Hand tools are my first love although I have to buy mine as I am not good enough to make them like you guys :'(


----------



## bobj3 (Jan 17, 2006)

Hi Bob

Nice set of planes 

Have you made your will out yet ?, if not put my name on it for your planes..or just put a tag on them and say pack up in bubble wrap and ship to Colorado... you have my address I'm sure..  

Yep, I can wait 25 years or so..I can always roll out in my wheel chair and get them from the UPS guy.. 

=======



Bob said:


> It is great to know that we have other hand tool neanderthals on the forum.
> 
> Hand tools are my first love although I have to buy mine as I am not good enough to make them like you guys :'(


----------



## rwyoung (Aug 3, 2008)

curiousgeorge said:


> Rob,
> Great job on the plane. Isn't it fun making your own tools?
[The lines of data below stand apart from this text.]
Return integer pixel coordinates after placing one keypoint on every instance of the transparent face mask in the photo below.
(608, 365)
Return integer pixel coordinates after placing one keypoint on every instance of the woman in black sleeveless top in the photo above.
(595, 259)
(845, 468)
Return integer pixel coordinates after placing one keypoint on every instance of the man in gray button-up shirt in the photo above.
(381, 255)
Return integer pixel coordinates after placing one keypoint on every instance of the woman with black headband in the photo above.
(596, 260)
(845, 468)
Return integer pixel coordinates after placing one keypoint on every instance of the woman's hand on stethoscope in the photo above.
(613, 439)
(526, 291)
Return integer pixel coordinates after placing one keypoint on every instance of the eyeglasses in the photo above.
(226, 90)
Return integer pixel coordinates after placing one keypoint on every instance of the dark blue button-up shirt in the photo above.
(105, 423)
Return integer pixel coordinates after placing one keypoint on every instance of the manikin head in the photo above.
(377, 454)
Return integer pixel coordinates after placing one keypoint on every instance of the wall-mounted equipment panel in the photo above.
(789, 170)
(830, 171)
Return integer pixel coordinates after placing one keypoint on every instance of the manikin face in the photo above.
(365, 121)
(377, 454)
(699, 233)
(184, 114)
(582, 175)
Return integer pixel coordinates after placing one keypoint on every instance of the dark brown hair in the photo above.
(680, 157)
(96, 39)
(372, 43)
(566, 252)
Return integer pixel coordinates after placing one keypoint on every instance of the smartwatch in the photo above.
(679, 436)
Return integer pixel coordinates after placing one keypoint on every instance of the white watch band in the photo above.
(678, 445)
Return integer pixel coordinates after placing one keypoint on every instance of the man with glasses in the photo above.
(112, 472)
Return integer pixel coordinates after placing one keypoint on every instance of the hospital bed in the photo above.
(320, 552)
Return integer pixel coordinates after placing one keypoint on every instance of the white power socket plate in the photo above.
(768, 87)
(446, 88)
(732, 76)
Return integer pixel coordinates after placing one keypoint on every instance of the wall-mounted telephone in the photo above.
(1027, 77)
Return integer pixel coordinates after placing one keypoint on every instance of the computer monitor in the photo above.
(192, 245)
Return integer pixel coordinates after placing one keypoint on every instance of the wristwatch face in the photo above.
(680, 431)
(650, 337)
Does she work smooth? I thought you might enjoy my first attempt at "plane making". It's called a "finger plane".


Wassamatter? Your fingers too large and need to be planed? Ha! 

That is a nifty little guy! I've seen a few of those and other "violin makers planes" but never tried one. Good for fine tuning small joints and such?


----------



## rwyoung (Aug 3, 2008)

Bob said:


> Fantastic job on that plane Rob. Let's see some shavings


I decided to try putting a shaving on the flatbed scanner. Worked out pretty well. Mic'd it and it is around 3 or 4 thousands thick. Some subjectivity in that sort of measurement because you can change it just by squeezing a little too hard!

This was made pretty early in the tuning/testing session and so you can see I'm wobbling my way across the board a little bit.  Just need more practice!


----------



## Bob N (Oct 12, 2004)

That looks like a great shaving to me. Full length and paper thin. It just don't get a whole lot better than that.

Better watch that BJ guy, looks like he is neander wannabe and might come after your plane


----------